This post is the ninth in a series of eleven posts I am writing about key trends in the Identity Management industry.
Whenever data is amassed and made available for analysis, the odds are great that someone will figure out ways to derive new meaning from this data. So it is with data related to personal Identity. I believe we will see an explosion of data analytics being applied to Identity-related data for a number of applications. Three emerging areas are briefly described in this post.
Considerable evidence is available to show how each of us is progressively establishing a historical, logical “fingerprint” based on our personal patterns of accessing online resources. In a blog post entitled, “Anonymized Data Really Isn't,” I discussed how correlating “anonymized” data with seemingly unrelated publicly available data can pinpoint personal identities with frightening accuracy.

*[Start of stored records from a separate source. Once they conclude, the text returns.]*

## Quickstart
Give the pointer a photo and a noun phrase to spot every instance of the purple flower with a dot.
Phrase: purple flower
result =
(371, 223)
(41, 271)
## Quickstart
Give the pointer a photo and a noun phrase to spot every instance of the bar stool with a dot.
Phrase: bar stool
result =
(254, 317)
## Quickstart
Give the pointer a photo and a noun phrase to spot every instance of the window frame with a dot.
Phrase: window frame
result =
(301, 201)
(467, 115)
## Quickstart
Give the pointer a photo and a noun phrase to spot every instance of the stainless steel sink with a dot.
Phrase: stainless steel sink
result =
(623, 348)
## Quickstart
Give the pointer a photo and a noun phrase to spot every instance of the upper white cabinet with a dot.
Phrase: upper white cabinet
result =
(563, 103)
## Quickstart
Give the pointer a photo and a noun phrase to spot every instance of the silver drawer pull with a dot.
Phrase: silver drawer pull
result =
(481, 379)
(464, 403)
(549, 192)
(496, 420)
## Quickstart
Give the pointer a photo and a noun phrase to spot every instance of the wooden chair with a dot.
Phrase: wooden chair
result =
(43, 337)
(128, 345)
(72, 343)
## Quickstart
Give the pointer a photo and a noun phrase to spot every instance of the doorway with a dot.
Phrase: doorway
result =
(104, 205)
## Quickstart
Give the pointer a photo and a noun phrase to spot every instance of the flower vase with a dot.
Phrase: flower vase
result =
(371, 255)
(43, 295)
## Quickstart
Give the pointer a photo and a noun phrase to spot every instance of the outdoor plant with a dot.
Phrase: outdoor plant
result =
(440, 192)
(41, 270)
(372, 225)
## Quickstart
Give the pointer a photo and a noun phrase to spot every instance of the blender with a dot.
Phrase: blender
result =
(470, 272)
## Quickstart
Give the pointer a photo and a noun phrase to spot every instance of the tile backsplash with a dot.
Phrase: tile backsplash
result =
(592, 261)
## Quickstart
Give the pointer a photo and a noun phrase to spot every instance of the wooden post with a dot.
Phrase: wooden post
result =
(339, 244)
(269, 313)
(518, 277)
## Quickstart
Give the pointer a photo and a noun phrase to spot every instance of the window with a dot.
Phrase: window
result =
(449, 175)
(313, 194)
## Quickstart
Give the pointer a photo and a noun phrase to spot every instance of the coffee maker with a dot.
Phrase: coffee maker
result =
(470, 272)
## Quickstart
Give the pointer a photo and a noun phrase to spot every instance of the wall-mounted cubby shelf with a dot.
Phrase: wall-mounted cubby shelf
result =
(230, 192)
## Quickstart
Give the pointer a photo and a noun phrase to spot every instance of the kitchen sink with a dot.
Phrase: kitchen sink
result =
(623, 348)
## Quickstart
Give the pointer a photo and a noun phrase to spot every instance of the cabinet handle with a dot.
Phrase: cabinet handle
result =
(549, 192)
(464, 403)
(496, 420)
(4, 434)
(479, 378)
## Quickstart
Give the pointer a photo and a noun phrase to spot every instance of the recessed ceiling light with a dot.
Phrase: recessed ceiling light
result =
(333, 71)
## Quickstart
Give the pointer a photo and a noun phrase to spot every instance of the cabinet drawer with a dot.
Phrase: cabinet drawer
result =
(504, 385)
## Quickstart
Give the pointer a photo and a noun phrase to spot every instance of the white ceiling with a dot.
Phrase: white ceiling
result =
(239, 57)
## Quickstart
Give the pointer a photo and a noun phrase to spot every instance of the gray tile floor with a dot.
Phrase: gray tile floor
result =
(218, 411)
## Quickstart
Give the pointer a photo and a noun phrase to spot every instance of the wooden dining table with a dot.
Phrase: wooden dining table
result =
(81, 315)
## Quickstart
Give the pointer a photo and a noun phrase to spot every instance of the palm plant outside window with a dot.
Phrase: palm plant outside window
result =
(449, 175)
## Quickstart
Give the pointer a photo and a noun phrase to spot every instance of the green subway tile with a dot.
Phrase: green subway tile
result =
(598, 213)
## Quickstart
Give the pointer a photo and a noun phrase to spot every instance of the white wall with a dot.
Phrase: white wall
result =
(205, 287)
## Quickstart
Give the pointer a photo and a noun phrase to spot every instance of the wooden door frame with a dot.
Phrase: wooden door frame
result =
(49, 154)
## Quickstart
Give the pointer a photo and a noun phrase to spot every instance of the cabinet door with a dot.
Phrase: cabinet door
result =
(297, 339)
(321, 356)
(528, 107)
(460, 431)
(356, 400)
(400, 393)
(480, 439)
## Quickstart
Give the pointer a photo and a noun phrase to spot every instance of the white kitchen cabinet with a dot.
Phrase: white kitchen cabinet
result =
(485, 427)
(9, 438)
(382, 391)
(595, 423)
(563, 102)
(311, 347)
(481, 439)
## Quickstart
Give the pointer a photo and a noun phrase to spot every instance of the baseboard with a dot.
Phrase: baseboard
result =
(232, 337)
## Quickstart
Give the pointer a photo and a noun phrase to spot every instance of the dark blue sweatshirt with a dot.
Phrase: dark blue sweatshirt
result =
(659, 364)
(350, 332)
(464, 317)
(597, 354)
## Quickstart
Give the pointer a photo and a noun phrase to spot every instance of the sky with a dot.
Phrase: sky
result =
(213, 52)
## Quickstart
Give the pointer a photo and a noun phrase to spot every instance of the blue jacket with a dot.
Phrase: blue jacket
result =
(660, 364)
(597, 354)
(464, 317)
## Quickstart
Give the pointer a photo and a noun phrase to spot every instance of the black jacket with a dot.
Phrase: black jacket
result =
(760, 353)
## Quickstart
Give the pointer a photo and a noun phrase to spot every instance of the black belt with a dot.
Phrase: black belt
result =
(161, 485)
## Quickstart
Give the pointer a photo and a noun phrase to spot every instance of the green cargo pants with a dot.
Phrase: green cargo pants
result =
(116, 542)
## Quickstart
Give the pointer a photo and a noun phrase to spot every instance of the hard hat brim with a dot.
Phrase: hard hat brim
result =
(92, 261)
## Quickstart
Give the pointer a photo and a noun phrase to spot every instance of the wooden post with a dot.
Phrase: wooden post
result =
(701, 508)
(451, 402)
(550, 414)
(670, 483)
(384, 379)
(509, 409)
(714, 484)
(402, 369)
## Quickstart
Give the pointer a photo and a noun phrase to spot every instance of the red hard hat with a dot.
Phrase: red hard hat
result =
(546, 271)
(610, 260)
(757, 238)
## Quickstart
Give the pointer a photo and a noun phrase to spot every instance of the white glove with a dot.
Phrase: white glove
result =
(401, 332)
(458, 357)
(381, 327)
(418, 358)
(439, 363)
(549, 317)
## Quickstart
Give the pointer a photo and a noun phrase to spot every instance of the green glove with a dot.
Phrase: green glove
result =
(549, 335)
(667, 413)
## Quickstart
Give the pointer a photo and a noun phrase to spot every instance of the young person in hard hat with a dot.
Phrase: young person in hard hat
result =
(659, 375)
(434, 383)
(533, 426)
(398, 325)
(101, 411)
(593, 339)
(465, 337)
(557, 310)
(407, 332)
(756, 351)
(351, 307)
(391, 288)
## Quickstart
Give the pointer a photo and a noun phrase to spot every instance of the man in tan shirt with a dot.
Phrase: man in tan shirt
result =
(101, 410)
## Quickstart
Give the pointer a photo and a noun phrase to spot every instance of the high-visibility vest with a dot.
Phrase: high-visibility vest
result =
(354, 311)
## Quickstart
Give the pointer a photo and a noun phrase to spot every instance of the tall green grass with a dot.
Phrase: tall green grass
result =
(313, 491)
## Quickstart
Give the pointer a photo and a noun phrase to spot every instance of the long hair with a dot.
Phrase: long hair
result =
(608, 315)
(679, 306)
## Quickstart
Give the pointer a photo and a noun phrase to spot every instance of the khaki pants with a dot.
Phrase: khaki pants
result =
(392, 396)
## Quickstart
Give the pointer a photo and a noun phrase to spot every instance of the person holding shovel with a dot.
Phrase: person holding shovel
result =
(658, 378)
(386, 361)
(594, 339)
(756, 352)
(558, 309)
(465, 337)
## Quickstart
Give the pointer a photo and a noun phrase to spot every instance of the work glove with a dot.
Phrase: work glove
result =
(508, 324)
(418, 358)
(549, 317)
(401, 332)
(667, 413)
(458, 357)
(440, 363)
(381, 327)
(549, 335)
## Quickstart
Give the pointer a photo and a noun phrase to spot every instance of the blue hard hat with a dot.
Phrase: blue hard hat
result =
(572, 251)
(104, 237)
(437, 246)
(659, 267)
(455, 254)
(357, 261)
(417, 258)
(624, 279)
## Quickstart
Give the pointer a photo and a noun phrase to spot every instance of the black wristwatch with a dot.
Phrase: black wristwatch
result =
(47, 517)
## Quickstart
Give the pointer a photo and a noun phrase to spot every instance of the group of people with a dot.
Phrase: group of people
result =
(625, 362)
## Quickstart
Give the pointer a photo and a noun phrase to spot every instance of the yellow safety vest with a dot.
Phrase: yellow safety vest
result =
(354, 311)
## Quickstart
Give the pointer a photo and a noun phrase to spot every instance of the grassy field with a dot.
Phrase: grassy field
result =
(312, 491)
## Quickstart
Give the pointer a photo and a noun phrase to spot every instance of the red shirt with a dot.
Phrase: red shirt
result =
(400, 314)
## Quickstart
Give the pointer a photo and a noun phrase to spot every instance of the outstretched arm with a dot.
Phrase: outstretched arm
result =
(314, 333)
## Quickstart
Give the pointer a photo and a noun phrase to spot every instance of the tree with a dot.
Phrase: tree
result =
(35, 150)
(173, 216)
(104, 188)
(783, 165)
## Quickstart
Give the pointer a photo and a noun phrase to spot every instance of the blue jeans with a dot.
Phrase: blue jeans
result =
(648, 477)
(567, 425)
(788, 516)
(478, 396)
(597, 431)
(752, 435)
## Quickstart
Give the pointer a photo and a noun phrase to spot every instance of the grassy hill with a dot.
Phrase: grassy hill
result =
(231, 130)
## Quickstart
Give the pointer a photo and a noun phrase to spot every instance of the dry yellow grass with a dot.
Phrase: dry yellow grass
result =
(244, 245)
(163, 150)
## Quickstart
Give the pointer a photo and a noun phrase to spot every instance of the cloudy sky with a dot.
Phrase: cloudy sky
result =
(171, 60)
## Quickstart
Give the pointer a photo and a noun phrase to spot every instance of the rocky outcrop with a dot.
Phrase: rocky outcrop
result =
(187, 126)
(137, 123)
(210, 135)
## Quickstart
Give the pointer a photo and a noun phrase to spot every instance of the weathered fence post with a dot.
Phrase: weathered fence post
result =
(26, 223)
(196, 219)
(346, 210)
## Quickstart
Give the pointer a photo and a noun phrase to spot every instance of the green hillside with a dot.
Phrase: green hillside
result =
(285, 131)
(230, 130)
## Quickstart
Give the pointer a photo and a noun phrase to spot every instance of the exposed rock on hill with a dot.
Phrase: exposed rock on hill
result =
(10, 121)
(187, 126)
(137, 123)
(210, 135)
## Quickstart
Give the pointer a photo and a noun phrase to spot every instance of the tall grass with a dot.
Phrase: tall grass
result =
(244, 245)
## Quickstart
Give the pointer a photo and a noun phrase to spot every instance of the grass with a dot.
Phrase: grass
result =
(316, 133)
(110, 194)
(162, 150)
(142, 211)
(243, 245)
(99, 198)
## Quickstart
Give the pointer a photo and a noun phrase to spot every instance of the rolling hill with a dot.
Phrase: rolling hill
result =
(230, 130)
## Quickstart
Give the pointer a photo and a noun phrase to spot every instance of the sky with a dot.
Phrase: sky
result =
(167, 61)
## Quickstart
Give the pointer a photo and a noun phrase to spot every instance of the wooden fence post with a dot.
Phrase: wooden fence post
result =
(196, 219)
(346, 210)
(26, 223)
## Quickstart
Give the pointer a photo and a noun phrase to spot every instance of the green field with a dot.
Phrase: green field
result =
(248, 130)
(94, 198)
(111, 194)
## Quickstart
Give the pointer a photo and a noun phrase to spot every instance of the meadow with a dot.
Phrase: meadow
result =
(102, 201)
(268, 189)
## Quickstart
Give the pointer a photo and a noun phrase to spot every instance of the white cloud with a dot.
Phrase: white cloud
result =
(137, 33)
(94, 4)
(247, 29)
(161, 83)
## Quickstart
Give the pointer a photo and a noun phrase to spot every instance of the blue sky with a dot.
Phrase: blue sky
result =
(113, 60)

In his address at Digital ID World, Jeff Jonas’ discussion about using data analytics to discover space-time-travel characteristics of individuals was both challenging and disturbing. Mobile operators are accumulating 600 billion cellphone transaction records annually and are selling this data to third parties who use advanced analytics to identify space/time/travel characteristics of individual people, to be used for authentication and focused marketing activities.
I expect we will soon see many ways data analytics will be used for both positive and negative purposes, to very accurately identify individual people and leverage that identification for authentication and personalization purposes.
Just like data analytics can be used to identify who we really are, these methods can be leveraged to personalize the experience online users have with each other and with online applications. As I discussed in my Identity Trend blog post about Personalization and Context, personalization increases the value of online user experience by presenting relevant content to a specific user at a particular time and tailoring the user experience to fit what a user is doing at that time. Data analytics can be used to evaluate both real time and historical information to answer questions such as:
- What are you doing now?
- What did you do recently in a similar circumstance?
- Will historical patterns predict your preferences?
Perhaps the best-known example of this is Amazon.com’s recommendation service illustrated in the photo above. In this case, based on my historical purchase pattern, Amazon recommended two books to me. Ironically, Amazon recommended I purchase Seth Godin’s book entitled “Permission Marketing, which addresses some of these very issues we are addressing in this post. In the next few years, we will most likely see more powerful and refined recommendation engines based on complex data analytics, adapted to a wide variety of user interfaces.
The big question surrounding IT auditing is, “Who really did what, when and where?” While many tools exist for maintain audit trails and evaluating compliance with audit policy, I believe we will see and emerging class of tools to evaluate audit trails and logs in ways not anticipated by current tools. A few examples:
Sophisticated ad hoc analytics may make it easier to discover patterns of fraudulent access that may be missed by more structured audit tools.
Enhanced analytics may help improve the business role discovery process by detecting obscure usage trends in log data.
Some questions you may consider to explore how Identity Analytics may affect your enterprise include:
- What Identity data do you currently store?
- What related data do you store that could be correlated with Identity data?
- Can data analytics be used to correlate data you store with publicly-available data to provide value to your enterprise and your customers?
- What additional business value could accrue to your organization base on such analytics?
- That privacy and security threats may exist to your employees and your organization if advanced analytics are used to correlate publicly-available data with data you make available?
- How could data analytics related to Context and Preference be used to enhance the way users interact with your organization?
- How can advanced analytics help you combat fraud or other cybercrime?
- How can you use advanced analytics to improve corporate processes?